A partir de Tupiza il y a 200 kilomètres de piste jusqu’à la ville d’Uyuni et la porte du Salar. Nous faisons ce trajet en deux jours car ici aussi les paysages sont très jolis et nous faisons  beaucoup d’arrêts photos. Le seul bémol ce sont les entrées de villes et villages, où il y a toujours beaucoup d’ordures. L’entrée à Uyuni est horrible, quelques kilomètres avant la ville il y a des détritus partout. Les autorités ne semblent pas faire grand-chose pour remédier à ce problème.

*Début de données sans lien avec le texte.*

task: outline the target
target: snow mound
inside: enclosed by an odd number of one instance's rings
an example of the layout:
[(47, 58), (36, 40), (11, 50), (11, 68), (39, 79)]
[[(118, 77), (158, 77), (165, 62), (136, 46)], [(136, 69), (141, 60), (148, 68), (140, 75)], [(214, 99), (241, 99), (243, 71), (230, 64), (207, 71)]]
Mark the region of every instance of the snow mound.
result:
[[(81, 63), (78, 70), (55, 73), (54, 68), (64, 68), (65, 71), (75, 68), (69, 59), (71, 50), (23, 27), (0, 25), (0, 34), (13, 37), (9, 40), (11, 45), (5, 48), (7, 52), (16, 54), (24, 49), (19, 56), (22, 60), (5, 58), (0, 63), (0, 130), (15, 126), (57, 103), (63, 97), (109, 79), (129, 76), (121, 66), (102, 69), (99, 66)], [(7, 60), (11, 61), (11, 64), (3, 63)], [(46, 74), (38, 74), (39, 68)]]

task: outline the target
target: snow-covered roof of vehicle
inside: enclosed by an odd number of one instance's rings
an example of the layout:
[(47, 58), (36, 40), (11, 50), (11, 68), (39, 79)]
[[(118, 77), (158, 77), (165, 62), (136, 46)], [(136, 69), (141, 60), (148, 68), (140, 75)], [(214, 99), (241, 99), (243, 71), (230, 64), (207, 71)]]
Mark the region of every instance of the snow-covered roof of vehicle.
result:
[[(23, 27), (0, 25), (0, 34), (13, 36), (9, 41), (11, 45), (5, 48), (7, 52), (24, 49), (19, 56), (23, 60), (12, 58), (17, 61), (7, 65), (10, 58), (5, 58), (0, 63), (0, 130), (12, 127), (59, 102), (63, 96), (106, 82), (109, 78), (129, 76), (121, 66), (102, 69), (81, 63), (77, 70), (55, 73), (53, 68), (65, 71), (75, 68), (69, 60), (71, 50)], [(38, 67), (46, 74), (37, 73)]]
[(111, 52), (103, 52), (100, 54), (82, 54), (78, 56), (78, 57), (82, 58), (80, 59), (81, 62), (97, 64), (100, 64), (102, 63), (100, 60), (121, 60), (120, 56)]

A partir de Tupiza hay 200 kilómetros de pista hasta la ciudad de Uyuni y la puerta del Salar. Hacemos este trayecto en dos días porque aquí también los paisajes son muy hermosos y hacemos muchas interrupciones para tomar  fotos. La única cosa molesta son las entradas de ciudades y pueblos, donde hay siempre mucha basura. La entrada a Uyuni es horrible, algunos kilómetros antes de la ciudad hay desperdicios por todas partes. Las autoridades no parecen hacer gran cosa para remediar este problema.


   

La nuit il fait toujours aussi froid, la température descend bien en dessous de zéro, alors à Uyuni, nous allons dans un hôtel, surtout pour Laurent qui dort dans sa tente. En Bolivie le coût de la vie est bas et cet hôtel coute environ 5 euros par personne, avec douche privée.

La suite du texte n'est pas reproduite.